A portion of Highway 187 between Williamsburg and Las Palomas has been shut down to the flooding, in addition to several county roads. The county road between King Canyon and Caballo is also closed, Baca said.
Both creeks have crested and are flowing above their banks, Baca said. State Police are also en route to bring “higher profile” vehicles to aid in the evacuations.
Some people have already called in to ask for rescue, and several apple orchards have flooded, Baca said.
Today sheriff’s deputies will mostly just focus on maintaining roads and bracing for the potential for more rain.
“It is raining, and there’s more systems coming our way,” Baca said.

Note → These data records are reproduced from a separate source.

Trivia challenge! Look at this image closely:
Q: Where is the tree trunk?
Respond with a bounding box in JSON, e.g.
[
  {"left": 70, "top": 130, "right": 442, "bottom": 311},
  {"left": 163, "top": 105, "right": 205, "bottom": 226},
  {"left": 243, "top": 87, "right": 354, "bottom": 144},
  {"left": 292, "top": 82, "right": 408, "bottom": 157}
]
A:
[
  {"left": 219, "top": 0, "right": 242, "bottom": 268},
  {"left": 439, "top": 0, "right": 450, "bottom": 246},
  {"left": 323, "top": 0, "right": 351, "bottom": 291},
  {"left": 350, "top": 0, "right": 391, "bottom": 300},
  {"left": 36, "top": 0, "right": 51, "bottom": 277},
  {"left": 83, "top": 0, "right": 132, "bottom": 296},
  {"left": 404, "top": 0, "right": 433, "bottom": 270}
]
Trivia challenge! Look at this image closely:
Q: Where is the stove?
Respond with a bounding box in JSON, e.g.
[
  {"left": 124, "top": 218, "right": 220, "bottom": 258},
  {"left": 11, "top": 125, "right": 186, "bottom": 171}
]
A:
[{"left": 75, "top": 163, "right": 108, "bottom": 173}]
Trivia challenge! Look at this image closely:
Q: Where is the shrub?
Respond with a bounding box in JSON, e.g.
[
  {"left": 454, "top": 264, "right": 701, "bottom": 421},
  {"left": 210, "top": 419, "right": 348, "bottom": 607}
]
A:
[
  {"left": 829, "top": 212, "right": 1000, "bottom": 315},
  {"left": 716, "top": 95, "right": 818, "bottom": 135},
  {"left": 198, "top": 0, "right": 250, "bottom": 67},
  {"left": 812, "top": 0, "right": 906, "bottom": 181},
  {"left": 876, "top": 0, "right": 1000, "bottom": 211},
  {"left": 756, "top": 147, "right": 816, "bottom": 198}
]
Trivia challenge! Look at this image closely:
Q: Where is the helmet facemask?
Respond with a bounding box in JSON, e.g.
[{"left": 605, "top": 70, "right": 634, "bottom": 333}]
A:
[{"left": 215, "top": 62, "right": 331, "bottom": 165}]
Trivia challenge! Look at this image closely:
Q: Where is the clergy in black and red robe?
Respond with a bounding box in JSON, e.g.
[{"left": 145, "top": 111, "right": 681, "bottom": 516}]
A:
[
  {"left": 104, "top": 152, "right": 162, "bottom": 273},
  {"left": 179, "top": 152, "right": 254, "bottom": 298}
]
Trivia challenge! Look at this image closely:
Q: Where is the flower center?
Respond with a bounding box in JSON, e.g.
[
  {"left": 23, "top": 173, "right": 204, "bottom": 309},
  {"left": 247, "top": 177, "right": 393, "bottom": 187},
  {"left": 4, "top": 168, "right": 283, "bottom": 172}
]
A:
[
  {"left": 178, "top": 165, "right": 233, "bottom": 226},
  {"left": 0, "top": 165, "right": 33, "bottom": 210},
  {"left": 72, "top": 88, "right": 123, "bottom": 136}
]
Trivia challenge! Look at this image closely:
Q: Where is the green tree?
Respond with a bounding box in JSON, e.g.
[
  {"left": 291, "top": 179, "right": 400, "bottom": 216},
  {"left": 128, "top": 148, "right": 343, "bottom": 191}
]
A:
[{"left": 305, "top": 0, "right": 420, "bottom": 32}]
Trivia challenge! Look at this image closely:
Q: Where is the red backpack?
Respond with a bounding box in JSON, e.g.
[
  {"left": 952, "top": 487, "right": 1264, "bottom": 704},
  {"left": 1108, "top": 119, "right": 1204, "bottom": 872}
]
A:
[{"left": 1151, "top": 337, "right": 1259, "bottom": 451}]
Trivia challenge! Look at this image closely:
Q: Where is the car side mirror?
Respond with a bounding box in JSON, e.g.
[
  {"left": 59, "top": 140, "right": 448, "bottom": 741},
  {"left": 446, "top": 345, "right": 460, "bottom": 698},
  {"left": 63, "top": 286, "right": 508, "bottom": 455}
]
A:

At Santa Clara Pueblo, a voluntary evacuation is under way for residents who live in the west side housing area, according to Pueblo Gov. J. Bruce Tafoya. He said about 12-14 homes are affected.
The creek running down Santa Clara Canyon to the residential area is still within its banks, but fully filling them by 12:30 p.m. Based on conversations with the National Weather Service, he said the flow is expected to peak by 2 or 3 p.m.
For residents who choose to leave, an evacuation center has been set up at the TG&Y building next to the Santa Claran casino in Espanola, he said.
Pueblo officials have been in contact with the National Weather Service to track the rainfall. Between 4.6 and 6 inches had fallen in the mountains draining into the canyon overnight, and another 6 inches are expected today, Tafoya said.
Meanwhile, residents are sandbagging some areas around housing and tribal offices, and they have dug ditches around the pueblo’s plaza area to drain some floodwaters, he said.
Tafoya also said he’s asking Los Alamos National Laboratory workers to bypass N.M. 30 today because of fears that the surging waters from Santa Clara Creek might endanger the bridge passing over it.
Also, the Frijoles Canyon section of Bandelier National Monument was closed today because of anticipated flooding, according toa recorded message at the visitor’s center there.
Both Santa Clara and Bandelier are affected by rapid water runoff from land scarred by fires in recent years.